Le texte d’opinion La francophonie maintenue artificiellement en vie à l’Île-du-Prince-Édouard a été publié dans le journal anglophone The Guardian, le vendredi 2 juillet.

La publication est signée par Claude Forest, un enseignant québécois à la retraite qui dit avoir séjourné dans la province en 1995 et y être récemment revenu.

Selon une déclaration publiée par la Commission scolaire de langue française de l’île mardi soir, M. Forest a été employé par l’École La-Belle-Cloche, à Rollo Bay, pendant trois mois il y a plus de trois ans.

Le français est en déclin, selon l’auteur de la lettre

L’auteur du texte déclare qu’entre ses deux séjours à l’île, le nombre de personnes parlant français dans la province insulaire n’a pas progressé, voire a même reculé, et ce bien que de nouvelles écoles francophones aient été construites.

Selon M. Forest, les élèves des écoles francophones parleraient rarement la langue de Molière en classe et les médias francophones à l’île seraient très peu suivis.

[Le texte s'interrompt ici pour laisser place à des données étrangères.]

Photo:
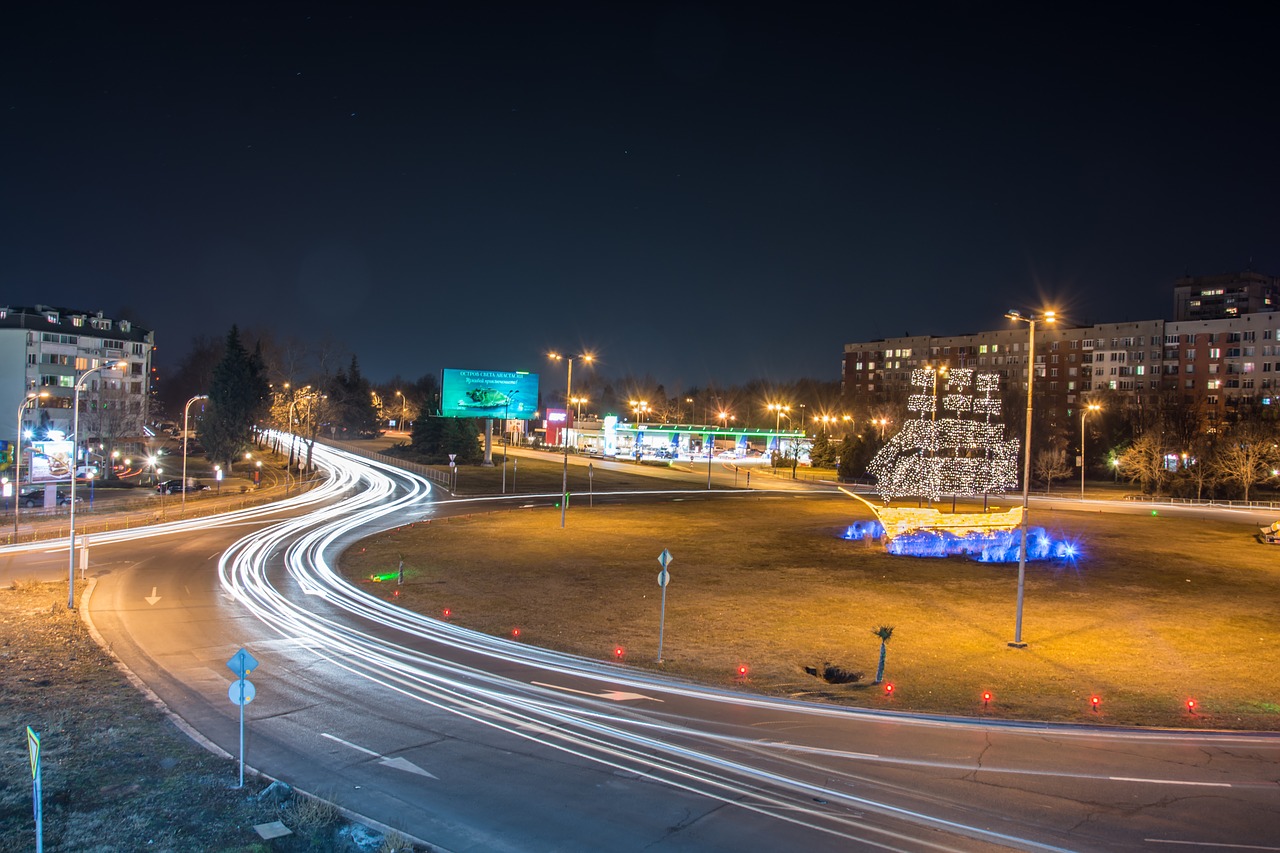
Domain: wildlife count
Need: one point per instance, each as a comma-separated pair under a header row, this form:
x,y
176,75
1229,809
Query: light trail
x,y
768,778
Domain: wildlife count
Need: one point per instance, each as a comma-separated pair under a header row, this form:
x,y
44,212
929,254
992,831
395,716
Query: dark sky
x,y
698,192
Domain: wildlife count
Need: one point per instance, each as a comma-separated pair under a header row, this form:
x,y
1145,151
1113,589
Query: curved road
x,y
471,742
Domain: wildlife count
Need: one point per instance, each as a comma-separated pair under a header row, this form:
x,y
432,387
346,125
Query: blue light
x,y
993,546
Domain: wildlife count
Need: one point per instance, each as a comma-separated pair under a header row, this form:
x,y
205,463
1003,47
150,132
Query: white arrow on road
x,y
612,696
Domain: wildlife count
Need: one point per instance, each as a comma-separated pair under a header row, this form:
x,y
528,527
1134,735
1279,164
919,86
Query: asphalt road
x,y
478,743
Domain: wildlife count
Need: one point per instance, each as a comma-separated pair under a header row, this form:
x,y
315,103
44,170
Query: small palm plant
x,y
883,632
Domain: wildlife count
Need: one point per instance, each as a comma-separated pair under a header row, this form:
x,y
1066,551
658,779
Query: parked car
x,y
33,497
178,487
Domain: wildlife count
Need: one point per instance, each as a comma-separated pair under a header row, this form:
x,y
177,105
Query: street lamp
x,y
403,410
17,460
288,466
711,446
71,525
1048,316
568,396
1083,413
777,420
640,407
186,416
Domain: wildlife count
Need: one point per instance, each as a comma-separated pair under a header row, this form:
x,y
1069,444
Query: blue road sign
x,y
242,664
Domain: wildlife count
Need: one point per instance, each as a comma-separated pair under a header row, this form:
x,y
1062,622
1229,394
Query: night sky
x,y
696,192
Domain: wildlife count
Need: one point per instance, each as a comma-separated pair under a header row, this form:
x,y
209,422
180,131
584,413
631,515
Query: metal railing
x,y
437,477
1238,505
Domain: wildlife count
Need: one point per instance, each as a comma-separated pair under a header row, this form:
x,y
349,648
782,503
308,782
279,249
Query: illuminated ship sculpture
x,y
961,454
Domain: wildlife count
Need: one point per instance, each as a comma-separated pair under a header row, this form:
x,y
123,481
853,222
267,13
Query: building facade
x,y
45,350
1217,364
1215,297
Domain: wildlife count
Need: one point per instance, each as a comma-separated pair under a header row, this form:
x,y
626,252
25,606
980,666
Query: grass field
x,y
1157,611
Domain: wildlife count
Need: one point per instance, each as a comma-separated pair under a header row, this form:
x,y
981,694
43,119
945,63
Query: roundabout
x,y
1153,612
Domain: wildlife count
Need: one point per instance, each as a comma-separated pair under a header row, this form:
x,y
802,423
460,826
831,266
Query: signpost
x,y
663,579
242,692
33,752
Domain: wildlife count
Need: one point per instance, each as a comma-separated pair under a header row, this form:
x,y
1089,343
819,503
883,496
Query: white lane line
x,y
612,696
1233,847
1170,781
396,763
347,743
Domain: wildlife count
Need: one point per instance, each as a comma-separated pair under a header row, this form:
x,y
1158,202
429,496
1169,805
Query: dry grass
x,y
117,775
1156,612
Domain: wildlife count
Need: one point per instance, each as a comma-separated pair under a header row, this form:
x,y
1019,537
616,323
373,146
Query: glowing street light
x,y
1048,316
568,396
780,409
17,460
71,525
1083,413
186,429
723,416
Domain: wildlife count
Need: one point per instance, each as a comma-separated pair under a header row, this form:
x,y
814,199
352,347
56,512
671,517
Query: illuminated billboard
x,y
50,461
489,393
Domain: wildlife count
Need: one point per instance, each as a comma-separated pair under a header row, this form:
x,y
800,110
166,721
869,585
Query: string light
x,y
963,454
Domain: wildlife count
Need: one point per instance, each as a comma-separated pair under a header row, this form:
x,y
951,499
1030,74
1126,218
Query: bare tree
x,y
1050,464
1244,456
1144,461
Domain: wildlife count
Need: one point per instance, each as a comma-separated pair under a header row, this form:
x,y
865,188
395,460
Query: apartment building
x,y
45,350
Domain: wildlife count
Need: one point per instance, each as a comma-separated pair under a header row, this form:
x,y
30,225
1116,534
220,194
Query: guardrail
x,y
53,524
1243,505
437,477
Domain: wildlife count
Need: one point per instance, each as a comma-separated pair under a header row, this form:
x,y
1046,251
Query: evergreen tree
x,y
351,402
823,452
237,397
438,437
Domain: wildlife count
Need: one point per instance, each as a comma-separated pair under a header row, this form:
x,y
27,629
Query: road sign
x,y
242,664
33,749
233,692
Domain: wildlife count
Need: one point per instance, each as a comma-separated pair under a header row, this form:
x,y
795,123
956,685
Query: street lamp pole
x,y
186,416
777,439
1083,413
568,396
71,525
1027,466
17,460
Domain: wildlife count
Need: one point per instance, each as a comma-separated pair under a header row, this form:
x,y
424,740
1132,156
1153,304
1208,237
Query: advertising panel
x,y
489,393
50,461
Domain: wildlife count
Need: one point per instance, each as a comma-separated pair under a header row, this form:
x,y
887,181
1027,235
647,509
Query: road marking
x,y
612,696
347,743
1173,781
1233,847
396,763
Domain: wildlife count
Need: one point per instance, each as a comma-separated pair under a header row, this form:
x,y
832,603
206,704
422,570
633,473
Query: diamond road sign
x,y
242,664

Le texte critique aussi la qualité des services bilingues offerts au sein des institutions publiques de la province.

L’auteur conclut en soulignant que la langue française n’aurait pas d’avenir à l’Île-du-Prince-Édouard et que les gouvernements devraient reconsidérer leurs investissements dans les services bilingues et la francophonie de la province.

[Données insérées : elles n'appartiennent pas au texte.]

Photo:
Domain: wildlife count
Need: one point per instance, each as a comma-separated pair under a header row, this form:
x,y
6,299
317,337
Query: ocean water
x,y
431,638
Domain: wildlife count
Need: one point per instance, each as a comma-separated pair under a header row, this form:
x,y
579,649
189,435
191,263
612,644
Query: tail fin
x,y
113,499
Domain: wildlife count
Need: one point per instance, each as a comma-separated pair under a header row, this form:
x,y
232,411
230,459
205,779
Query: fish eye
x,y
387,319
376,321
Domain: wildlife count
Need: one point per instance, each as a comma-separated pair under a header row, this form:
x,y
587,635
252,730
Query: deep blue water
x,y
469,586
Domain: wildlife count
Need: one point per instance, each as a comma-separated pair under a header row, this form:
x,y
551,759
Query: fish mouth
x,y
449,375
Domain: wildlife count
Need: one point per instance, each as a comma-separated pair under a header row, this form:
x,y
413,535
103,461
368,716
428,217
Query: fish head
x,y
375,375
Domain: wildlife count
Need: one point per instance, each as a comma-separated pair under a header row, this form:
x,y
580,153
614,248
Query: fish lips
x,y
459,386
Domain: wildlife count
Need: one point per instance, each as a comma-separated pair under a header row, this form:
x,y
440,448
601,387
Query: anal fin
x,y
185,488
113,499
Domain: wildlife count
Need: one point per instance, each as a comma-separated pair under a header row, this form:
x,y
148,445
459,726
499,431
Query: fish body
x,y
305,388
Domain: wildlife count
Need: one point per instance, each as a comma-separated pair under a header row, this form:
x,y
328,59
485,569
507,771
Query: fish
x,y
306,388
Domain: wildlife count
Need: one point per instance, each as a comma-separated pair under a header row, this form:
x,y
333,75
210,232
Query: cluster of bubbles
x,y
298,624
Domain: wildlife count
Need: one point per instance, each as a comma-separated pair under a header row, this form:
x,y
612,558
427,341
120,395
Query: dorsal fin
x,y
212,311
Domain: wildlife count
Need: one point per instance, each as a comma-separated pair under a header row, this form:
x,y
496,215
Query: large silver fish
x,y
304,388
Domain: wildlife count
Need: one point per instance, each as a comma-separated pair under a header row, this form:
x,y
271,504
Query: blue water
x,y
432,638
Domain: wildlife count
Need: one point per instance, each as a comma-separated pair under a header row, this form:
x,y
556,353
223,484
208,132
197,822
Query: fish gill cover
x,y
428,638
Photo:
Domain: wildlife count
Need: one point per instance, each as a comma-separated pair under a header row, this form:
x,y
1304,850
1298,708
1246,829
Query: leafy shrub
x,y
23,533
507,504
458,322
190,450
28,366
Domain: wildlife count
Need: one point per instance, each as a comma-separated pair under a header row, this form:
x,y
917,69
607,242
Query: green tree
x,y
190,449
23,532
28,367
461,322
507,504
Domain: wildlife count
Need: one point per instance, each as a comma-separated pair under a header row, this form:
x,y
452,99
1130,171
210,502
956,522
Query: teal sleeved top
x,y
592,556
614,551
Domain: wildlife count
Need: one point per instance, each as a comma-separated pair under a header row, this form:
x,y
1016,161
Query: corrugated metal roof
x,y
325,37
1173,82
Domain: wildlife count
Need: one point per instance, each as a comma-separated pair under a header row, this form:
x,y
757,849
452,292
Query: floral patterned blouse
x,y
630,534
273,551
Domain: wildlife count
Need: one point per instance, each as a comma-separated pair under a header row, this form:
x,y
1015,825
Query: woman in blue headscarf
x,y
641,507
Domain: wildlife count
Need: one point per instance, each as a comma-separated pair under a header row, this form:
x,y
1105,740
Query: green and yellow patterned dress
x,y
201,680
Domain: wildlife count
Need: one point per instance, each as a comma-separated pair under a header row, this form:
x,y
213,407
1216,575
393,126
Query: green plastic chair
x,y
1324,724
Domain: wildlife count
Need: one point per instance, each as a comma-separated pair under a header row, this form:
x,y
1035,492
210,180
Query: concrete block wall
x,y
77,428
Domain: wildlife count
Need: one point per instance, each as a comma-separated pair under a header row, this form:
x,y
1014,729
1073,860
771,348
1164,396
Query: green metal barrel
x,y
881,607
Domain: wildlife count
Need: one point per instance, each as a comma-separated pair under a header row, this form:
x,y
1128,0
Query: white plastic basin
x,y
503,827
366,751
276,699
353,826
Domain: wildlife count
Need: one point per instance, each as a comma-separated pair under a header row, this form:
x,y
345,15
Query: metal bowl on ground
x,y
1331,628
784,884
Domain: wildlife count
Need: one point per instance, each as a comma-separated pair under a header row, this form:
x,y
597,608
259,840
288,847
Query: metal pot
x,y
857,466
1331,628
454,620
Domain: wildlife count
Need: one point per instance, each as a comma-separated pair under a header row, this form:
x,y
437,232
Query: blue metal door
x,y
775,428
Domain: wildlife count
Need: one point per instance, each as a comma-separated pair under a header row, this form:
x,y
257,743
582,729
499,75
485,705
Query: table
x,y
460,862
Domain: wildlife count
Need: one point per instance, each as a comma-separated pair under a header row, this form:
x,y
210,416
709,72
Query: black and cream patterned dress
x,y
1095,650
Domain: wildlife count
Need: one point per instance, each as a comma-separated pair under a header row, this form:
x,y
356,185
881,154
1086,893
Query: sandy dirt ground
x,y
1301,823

La communauté francophone piquée au vif

Le président de la Commission scolaire de langue française, Gilles Benoît, a déclaré que la publication fait état d’un manque de connaissances sur la réalité de la communauté acadienne et francophone de l’île, à l’heure actuelle.

La demande d’inscriptions dans nos écoles est en hausse et la demande pour accepter des enfants de la communauté anglophone est de plus en plus grande, a-t-il déclaré.

En réponse aux critiques, Gilles Benoît a affirmé qu’il existe toujours un sentiment d’appartenance à la francophonie, bien que l’anglais soit occasionnellement utilisé par des élèves dans les établissements scolaires.

«C’est certain qu’à un moment donné, [les élèves] vont communiquer dans la langue de la majorité, mais dans le fond de leur cœur, ils ont une fierté incroyable pour leurs écoles, pour leurs centres communautaires et pour leur culture acadienne et francophone. » – Une citation de :Gilles Benoît, président de la Commission scolaire de langue française

Le réseau francophone de l’Île a connu une augmentation de 35 % de la population d’élèves en six ans, indique une déclaration cosignée par Gilles Benoît et par le directeur de la commission scolaire, François Rouleau.

Dans le document, la Commission scolaire de langue française de l’Île-du-Prince-Édouard rappelle l’importance de politiques dédiées à une réparation historique envers les populations parlant français au Canada.

Il faudra au moins trois générations, et même plus pour que nous puissions renverser une tendance lourde à l’assimilation des francophones en milieu minoritaire, précise l’institution.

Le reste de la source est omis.